The IMF sees a strengthening US economy, but noted that uncertainty surrounding fiscal stimulus spending and tax reform will slow growth projections going forward, Western Hemisphere Department Director Alejandro Werner told reporters Tuesday (June 27) in Washington.
Werner noted that the IMF survey of the US economy (known as Article IV review) saw real GDP is now 12 percent higher than its pre-recession peak, job growth has been persistently strong and, although there are measurement uncertainties, the U.S. economy appears to be back at full employment.
But projections this year have dimmed slightly from to an estimated 2.1 percent growth, down .2 percent from the previous World Economic Outlook estimate earlier this year.
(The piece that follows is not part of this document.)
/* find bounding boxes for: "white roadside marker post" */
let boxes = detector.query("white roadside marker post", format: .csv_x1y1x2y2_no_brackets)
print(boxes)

In large part that slippage is due to receding prospects of tax reform and infrastructure spending being passed by Congress this year, Werner said.
“After discussions with the U.S. authorities, and given the still-evolving policy plans, we have decided to remove that assumed stimulus from our forecast and base our projections on unchanged policies,” Werner noted.
But the IMF and US authorities were in broad alignment on measures that could lead to higher growth rates, the report noted.
“As we have emphasized in past consultations, these include: generating faster economic and productivity growth, stimulating job creation, incentivizing business investment, balancing the budget and bringing down the public debt, and creating the fiscal space that is needed to finance priorities such as infrastructure and investments in human capital,” Werner said.
The IMF also emphasized the need to provide policies that help lower and middle income populations to mitigate rising income inequality.
Those plans should include programs to sure up social safety nets and provide job training to help workers adapt to economic trends and changes Deputy Director of the Western Hemisphere Department Nigel Chalk said.